Sinon, l'Etat lui verse un salaire équivalent à 12 euros par mois. Un peu moins
que le salaire moyen sur l'île, égal à 15 euros. «Malgré ces revenus de misère,
le peuple cubain souhaite avant tout survivre. Peu lui importe qui est au
pouvoir, il veut une amélioration des conditions de vie et la possibilité
d'avoir un travail privé», explique Vladimiro Roca, fondateur du Parti
social-démocrate, une des figures de la dissidence, emprisonné cinq ans entre
1997 et 2002.
Bien avant les libertés civiques et politiques,
inexistantes droit de réunion, d'association, liberté d'expression, élections
libres... , les Cubains réclament un appel d'air économique. J., le mécanicien,
a obtenu le très rare privilège de pouvoir s'établir à son compte. Il ne dépend
donc plus de l'Etat, sauf qu'il n'a le droit d'embaucher personne : «En fait,
j'ai un employé au noir, et quand l'inspecteur se pointe, je lui file quelques
billets pour qu'il ferme les yeux.» Dans sa partie, il souhaiterait, surtout,
«une ouverture économique : pouvoir acquérir du matériel fiable, des outils, des
pièces de rechange, pouvoir embaucher... Même si je ne veux pas du capitalisme
sauvage». Il en a marre «de toute cette bureaucratie, de tous ces mecs dans les
ministères qui ne font rien, ces parasites qui paralysent le pays». S'il est
inquiet de l'arrivée au pouvoir de Raúl Castro, c'est qu'il n'a pas encore
constaté l'ombre d'un changement. Toutes les supputations du moment ont beau
courir sur les chances de Raúl d'être à Cuba ce que fut à la Chine Deng
Xiaoping, passé à la postérité pour ses «zones économiques spéciales», ces sept
derniers mois n'ont vu ni ébauche de glasnost ni soupçon de
perestroïka.
«La ligne officielle ne va pas changer du jour au lendemain,
surtout tant que Fidel vivra et même après sa mort, d'ailleurs. S'il y a des
changements, ils ne seront sûrement pas précipités», estime le même diplomate
étranger. Muselée, réprimée, la dissidence reste de facto assignée à résidence.

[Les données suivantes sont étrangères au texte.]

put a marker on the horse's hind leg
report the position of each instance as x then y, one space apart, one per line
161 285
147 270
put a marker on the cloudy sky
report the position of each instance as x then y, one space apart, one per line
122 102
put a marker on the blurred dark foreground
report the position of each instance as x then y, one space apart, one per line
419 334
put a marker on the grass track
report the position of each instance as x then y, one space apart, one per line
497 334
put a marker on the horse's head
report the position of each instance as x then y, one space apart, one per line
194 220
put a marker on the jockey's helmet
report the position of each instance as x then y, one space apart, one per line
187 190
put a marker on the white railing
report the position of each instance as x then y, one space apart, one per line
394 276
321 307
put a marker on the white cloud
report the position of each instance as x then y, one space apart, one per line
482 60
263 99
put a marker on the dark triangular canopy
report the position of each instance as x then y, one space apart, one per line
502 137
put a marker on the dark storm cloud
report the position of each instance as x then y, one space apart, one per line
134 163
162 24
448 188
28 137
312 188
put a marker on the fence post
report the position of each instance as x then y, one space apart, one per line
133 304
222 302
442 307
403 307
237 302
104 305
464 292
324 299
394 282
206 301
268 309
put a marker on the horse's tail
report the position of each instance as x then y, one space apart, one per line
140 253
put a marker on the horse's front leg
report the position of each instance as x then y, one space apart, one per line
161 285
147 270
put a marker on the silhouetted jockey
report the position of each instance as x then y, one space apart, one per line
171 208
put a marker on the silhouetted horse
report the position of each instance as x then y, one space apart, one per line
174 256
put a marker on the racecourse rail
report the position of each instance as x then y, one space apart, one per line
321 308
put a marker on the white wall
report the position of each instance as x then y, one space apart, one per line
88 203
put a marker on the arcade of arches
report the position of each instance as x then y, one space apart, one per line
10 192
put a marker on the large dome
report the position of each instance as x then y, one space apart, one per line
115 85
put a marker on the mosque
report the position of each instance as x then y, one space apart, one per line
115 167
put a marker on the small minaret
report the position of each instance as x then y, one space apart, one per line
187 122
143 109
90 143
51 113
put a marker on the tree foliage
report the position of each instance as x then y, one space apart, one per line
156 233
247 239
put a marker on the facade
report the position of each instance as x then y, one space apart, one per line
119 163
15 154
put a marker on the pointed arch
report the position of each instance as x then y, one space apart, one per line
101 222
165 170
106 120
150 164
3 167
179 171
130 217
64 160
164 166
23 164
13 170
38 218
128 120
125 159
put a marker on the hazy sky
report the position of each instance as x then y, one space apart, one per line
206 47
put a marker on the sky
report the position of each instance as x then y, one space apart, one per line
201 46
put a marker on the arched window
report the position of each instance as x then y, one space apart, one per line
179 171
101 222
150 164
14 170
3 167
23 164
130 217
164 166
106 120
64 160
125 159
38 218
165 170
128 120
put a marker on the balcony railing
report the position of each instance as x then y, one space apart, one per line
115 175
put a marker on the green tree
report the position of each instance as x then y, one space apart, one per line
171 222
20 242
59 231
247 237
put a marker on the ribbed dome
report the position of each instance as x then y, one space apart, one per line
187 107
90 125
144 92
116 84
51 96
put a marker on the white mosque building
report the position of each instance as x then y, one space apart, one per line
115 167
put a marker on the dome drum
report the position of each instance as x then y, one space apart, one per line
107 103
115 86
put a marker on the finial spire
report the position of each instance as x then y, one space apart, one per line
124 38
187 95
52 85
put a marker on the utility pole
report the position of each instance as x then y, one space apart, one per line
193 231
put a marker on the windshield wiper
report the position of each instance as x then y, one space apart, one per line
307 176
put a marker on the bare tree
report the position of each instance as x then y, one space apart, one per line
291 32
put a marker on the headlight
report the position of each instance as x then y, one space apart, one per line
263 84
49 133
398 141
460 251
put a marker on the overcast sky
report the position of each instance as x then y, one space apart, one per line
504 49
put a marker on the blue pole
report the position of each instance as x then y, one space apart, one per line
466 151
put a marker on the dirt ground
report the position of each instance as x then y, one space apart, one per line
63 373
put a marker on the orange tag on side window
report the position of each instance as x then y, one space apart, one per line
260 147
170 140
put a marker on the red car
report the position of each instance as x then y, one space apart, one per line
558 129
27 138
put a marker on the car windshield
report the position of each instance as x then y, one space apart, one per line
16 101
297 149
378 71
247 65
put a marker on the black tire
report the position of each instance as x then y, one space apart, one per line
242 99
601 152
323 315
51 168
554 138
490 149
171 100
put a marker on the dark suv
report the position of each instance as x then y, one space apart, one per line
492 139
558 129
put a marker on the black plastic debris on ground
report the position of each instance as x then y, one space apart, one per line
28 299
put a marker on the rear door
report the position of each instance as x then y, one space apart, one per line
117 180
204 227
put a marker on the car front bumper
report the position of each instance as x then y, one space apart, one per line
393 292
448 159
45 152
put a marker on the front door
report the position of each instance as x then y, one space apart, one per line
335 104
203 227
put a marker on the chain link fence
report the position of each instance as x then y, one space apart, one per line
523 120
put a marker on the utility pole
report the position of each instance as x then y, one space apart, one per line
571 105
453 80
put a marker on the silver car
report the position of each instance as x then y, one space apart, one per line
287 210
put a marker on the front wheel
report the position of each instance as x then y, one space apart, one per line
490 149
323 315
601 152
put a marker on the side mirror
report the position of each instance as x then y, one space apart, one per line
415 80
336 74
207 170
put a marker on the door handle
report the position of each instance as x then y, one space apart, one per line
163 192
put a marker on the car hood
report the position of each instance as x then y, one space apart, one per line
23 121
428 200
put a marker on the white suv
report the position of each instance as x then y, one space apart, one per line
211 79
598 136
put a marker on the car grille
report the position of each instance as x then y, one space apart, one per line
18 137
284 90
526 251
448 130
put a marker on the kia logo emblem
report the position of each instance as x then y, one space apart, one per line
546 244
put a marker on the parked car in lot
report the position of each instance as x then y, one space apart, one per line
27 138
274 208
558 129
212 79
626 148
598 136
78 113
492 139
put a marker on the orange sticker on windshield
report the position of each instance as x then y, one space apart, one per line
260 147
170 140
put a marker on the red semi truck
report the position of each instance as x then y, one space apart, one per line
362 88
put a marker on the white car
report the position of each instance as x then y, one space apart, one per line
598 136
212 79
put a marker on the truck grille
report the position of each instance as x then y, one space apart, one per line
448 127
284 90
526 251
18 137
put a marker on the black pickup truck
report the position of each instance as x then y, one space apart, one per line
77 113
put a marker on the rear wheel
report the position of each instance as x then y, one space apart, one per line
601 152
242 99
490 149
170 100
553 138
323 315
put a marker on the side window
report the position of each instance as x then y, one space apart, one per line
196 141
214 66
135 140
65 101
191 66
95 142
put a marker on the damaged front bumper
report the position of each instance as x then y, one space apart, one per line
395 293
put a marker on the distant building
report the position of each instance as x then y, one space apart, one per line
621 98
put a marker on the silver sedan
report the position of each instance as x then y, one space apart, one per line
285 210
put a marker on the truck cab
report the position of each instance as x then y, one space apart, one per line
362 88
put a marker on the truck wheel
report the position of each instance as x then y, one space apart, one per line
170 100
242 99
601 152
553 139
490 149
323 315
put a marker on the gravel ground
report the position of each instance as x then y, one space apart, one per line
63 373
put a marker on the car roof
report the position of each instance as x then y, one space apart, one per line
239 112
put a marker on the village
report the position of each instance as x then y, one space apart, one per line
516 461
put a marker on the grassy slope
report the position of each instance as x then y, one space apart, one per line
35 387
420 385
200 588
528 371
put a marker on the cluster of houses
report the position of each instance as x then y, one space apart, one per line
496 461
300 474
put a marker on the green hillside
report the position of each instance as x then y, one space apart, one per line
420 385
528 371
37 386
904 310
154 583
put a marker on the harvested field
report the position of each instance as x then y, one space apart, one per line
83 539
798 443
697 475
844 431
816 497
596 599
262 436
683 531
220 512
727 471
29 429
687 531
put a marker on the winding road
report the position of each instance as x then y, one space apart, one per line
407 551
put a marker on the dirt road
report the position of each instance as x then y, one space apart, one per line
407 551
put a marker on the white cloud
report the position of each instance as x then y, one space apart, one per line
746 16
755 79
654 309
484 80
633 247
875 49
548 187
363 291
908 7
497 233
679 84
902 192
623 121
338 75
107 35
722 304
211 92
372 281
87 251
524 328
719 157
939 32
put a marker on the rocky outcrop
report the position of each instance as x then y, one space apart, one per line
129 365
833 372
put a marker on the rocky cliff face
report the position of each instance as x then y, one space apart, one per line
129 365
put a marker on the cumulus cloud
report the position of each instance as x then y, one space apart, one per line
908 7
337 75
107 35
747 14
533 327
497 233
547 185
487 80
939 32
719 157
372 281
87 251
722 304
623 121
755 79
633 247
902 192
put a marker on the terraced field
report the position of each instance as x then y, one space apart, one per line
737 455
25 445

Privée de contacts avec les Cubains, elle se borne à quelques tracts photocopiés
dans les ambassades et distribués sous le manteau, des sites Internet bidouillés
et uniquement destinés au monde extérieur. Prix Sakharov des droits de l'homme
en 2002, le chrétien-démocrate Oswaldo Payá, l'un des dissidents les plus
connus, reconnaît «possible que certains, même à un haut niveau du gouvernement,
songent à un modèle chinois, une ouverture économique sans changements
politiques». Mais, s'offusque-t-il, «nous voulons tous les droits, pas seulement
un peu plus de liberté économique. Sinon, nous serions quoi ? Des demi-humains
avec des demi-droits ?».
En attendant, de peur de se cramer, personne ne
bouge dans les hautes sphères de la nomenklatura, même ceux qui pourraient être
favorables à ces hypothétiques réformes. «Un dirigeant qui fut proche du
gouvernement me disait récemment qu'il n'avait aucun espoir d'évolution avant au
minimum une dizaine d'années, raconte Vladimiro Roca. L'expérience historique,
par exemple dans les pays de l'Est et l'Union soviétique, montre que les
changements viennent toujours d'en haut. Or, pour l'instant, nous n'avons rien
vu venir de concret de la part de Raúl Castro.» Le poids de Fidel est toujours
là. Et «petit frère» reste une énigme.
(1) Fidel Castro,«El Comandante»,
Volker Skierka, éditions Alvik, 2004.